Smartphone cameras are great nowadays, rivalling compact cameras in terms of image quality and usability. And you know what they say – the best camera is the one you have on you. But if you want to get serious about photography – and take much better photos in the process – a DSLR might be for you.
Confused about what a DSLR is? Don’t be. We’ve broken down everything you need to know about them and how they differ from other kinds of cameras.
What does DSLR stand for?
DSLR stands for digital single-lens reflex, a camera that combines interchangeable lenses with a mirror and digital imaging sensor.
Light travels through the lens, hits a mirror and is sent to a viewfinder; when you take a photo the mirror swings up (taking a fraction of a second) and light goes to the imaging sensor.
What’s the difference between a bridge camera and a DSLR?
A bridge camera – also known as a hybrid camera – looks very similar to a DSLR, but it’s smaller. This means it’s lighter and more portable, though the crucial difference is you can’t swap the lens as you can with a DSLR, so you can’t add a zoom lens or wide-angle for different types of shots.
Like a DSLR, bridge cameras do have manual controls though like shutter speed, ISO, aperture, and so on. These give you more control over how you take each shot.
What’s the difference between a mirrorless camera/compact system camera and a DSLR?
Unlike bridge cameras, mirrorless cameras (or compact system cameras) do have interchangeable lenses, making them suitable for more advanced photographers. There are some important differences though.
DSLR cameras have a mirror which is used to show the viewfinder image, mirrorless cameras don’t have a mirror, which enables them to be smaller.
To compose a picture, DSLRs use an optical viewfinder, or you can see a Live View through the screen on the back. With a mirrorless camera you compose photos using the screen or an electronic viewfinder.
When was the DSLR first introduced?
In 1991 the first consumer model went on sale: the Kodak DSC 100 was customised and featured a Nikon F3 body.
As is usually the case with technology, the price stayed prohibitively high for a while, deterring all but the richest enthusiasts from buying one. But now you can pick one up for about £200-£300.
Who needs a DSLR?
Anyone who’s serious about photography. Smartphone and compact cameras have come on huge leaps in recent years, offering much better image quality than previously from a much smaller body than a DSLR.

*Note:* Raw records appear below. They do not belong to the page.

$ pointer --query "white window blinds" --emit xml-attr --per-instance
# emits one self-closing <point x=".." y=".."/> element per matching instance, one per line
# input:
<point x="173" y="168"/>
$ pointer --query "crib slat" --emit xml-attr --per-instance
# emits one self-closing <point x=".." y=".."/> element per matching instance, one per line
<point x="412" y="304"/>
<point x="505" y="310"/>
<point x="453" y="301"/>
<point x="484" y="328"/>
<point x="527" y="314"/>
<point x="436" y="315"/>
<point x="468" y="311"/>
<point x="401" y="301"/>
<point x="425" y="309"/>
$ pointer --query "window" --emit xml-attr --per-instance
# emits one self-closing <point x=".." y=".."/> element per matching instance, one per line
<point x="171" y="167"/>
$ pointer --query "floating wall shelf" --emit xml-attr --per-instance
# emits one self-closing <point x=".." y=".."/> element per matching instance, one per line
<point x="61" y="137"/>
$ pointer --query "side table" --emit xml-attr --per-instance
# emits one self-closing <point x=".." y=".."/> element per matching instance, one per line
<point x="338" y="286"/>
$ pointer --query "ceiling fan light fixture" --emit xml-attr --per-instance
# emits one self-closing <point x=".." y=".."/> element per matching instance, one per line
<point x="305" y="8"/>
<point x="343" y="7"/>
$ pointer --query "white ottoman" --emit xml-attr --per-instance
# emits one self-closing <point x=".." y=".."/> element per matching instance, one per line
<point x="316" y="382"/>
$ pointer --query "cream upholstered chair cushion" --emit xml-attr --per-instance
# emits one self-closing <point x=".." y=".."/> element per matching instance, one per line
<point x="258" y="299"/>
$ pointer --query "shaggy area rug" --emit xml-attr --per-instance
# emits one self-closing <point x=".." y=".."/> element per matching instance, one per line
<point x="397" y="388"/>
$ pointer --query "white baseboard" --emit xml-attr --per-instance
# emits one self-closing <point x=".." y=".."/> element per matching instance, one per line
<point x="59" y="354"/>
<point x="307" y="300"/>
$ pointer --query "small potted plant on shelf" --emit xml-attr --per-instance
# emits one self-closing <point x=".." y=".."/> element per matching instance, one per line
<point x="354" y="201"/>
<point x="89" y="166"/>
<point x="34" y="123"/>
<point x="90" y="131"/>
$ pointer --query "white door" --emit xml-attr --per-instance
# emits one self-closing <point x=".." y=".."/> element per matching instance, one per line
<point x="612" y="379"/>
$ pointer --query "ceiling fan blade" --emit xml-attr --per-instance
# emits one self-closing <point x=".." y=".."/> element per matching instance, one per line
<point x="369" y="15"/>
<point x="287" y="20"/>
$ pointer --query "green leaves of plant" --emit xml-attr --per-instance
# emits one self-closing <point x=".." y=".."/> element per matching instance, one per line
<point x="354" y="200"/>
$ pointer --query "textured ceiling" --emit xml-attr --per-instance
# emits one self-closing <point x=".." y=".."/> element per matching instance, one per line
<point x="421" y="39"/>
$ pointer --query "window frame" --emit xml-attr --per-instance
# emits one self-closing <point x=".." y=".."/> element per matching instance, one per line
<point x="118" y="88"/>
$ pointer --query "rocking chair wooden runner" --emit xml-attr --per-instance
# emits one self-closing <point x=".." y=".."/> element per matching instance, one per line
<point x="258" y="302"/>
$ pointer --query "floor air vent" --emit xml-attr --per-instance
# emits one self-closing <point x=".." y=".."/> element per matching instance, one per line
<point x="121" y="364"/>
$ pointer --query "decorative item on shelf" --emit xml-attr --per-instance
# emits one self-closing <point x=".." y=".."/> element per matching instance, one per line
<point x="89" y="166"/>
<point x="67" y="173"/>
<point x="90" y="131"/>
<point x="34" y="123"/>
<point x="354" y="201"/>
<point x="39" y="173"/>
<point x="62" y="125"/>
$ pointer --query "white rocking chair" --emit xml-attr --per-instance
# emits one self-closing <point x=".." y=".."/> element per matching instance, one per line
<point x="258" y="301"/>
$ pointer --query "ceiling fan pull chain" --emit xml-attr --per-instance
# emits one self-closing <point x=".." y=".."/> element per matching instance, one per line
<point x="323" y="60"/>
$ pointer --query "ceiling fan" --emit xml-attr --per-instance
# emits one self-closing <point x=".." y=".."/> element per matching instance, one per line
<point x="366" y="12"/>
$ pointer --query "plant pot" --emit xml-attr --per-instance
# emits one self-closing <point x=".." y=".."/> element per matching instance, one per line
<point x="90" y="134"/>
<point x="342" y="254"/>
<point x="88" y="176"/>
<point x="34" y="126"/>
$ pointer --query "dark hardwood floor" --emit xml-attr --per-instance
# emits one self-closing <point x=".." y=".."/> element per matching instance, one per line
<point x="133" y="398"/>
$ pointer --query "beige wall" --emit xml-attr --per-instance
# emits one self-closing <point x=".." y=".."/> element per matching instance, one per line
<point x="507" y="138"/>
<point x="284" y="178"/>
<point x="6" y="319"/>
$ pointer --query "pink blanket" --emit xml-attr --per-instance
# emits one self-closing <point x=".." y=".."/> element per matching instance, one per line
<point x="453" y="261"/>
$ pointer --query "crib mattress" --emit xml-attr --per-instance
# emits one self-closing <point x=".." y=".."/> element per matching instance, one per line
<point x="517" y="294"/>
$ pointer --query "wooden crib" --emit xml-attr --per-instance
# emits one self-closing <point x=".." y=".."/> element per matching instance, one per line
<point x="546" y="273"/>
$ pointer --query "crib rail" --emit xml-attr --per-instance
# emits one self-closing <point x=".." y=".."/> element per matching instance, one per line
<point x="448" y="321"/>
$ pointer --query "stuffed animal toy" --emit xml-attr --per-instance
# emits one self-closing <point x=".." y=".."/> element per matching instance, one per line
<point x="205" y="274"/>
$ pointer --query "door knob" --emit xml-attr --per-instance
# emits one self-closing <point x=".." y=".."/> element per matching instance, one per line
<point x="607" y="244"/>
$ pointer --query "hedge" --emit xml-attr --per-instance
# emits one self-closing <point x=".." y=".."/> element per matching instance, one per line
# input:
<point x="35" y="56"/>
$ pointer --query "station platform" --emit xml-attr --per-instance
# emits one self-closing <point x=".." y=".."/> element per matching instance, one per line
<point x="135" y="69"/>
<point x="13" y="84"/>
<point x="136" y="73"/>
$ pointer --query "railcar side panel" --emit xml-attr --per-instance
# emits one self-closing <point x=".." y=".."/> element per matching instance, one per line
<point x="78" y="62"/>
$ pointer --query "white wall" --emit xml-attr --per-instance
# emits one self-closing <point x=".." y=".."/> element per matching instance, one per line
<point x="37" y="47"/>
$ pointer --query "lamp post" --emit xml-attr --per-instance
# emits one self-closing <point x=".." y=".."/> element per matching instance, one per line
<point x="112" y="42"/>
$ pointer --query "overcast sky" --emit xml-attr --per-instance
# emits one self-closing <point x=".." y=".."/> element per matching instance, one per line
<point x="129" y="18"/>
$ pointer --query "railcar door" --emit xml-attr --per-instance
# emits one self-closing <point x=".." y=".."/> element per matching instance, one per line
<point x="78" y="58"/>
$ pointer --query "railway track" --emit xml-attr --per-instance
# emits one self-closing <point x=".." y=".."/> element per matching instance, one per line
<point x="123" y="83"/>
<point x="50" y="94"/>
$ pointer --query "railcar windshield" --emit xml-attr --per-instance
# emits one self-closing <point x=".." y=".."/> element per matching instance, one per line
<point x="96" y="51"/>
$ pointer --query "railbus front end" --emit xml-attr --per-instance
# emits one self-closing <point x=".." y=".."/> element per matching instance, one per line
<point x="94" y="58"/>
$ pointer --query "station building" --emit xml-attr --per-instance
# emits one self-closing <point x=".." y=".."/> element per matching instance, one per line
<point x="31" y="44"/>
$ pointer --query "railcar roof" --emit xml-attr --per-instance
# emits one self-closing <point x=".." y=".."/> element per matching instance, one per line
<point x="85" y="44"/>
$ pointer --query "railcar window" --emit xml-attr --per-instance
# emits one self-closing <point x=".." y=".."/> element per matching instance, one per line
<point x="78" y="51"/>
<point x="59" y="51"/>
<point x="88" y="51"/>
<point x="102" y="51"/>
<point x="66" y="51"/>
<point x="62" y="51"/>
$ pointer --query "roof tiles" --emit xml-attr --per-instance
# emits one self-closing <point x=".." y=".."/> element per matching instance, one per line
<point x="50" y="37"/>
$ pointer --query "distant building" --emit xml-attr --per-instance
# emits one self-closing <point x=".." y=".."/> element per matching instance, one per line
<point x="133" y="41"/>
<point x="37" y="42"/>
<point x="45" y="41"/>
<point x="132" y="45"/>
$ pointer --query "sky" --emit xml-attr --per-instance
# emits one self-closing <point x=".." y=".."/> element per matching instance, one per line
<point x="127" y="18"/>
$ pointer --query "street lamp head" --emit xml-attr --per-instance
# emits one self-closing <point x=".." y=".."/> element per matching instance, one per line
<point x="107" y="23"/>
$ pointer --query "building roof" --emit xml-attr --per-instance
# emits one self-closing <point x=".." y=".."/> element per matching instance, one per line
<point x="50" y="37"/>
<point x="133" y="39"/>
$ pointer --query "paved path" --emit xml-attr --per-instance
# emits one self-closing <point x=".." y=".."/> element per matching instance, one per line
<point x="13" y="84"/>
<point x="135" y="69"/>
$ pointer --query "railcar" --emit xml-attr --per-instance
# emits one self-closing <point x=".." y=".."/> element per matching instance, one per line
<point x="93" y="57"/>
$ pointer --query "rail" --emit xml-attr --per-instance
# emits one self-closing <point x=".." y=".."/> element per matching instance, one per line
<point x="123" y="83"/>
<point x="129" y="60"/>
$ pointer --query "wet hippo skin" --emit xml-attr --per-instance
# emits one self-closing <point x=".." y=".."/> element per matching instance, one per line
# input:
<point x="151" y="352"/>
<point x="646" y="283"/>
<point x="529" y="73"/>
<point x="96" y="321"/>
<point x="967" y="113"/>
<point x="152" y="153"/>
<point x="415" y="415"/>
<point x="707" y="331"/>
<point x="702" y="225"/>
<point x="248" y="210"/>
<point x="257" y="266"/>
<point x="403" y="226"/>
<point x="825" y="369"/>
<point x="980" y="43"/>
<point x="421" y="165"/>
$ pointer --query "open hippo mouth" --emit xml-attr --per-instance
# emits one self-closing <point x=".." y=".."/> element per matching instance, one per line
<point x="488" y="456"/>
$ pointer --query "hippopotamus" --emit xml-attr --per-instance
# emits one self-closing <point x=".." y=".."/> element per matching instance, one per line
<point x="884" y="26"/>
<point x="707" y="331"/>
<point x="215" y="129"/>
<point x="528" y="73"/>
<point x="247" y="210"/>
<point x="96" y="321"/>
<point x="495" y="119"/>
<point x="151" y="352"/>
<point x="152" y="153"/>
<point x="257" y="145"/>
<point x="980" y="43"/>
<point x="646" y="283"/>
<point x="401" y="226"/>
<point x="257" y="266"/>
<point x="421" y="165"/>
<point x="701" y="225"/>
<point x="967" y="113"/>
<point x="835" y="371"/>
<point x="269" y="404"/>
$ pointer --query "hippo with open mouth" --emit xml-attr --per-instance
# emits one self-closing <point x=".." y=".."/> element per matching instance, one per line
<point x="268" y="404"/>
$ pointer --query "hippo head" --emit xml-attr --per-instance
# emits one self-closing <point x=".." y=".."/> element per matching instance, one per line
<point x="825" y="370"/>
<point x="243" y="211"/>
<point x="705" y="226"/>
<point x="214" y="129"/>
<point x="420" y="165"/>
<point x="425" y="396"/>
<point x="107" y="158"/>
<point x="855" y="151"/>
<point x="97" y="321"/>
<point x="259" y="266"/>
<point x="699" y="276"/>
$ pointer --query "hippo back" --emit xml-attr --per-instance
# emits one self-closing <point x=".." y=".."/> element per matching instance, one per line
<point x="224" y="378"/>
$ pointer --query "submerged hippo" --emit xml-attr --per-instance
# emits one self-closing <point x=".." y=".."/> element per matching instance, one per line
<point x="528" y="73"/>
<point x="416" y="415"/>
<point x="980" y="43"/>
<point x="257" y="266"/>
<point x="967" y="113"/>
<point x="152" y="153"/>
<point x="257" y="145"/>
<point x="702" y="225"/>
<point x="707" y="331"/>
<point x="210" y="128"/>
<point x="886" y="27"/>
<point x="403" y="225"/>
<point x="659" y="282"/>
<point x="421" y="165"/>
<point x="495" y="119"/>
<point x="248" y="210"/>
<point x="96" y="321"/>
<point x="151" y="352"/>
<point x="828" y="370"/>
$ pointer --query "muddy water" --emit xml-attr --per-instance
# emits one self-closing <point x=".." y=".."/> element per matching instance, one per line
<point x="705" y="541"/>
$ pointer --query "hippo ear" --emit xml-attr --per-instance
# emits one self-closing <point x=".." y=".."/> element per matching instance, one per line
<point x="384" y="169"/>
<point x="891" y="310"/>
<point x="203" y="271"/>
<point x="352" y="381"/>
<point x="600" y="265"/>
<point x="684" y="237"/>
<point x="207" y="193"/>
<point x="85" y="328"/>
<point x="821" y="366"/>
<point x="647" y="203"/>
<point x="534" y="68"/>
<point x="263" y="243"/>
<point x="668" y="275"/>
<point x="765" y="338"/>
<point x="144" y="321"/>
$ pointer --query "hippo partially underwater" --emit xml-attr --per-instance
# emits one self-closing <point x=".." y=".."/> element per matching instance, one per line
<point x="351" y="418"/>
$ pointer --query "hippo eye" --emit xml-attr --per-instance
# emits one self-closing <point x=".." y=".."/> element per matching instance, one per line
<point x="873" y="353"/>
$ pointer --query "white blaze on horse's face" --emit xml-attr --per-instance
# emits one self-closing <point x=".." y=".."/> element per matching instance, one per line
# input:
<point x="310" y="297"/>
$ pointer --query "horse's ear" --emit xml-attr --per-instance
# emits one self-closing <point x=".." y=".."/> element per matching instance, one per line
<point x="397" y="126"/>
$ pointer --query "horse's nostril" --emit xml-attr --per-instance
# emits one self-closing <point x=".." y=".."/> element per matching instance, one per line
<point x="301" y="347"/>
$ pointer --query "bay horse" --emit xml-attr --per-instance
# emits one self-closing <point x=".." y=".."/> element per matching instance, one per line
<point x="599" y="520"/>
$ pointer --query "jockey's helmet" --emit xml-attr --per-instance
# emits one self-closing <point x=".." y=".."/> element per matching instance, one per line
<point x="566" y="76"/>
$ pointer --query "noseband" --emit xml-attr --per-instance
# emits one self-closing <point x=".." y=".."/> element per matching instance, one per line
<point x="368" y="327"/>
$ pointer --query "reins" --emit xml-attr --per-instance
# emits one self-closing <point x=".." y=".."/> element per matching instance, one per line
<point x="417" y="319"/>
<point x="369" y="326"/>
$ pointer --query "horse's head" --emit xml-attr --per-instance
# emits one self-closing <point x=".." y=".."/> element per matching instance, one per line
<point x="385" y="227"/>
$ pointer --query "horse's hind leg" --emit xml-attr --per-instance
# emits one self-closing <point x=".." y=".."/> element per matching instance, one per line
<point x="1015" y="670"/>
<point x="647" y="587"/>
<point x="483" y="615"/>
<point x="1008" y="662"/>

But they don’t have interchangeable lenses, which is the crucial advantage DSLRs still have. This means you can attach all kinds of different lenses for different purposes: macro for nature close-ups, wide-angle for landscapes, zoom for long distances, and so on. The downside is you’ll have to buy the lenses, and they don't come cheap. But no one ever said photography was a cheap hobby.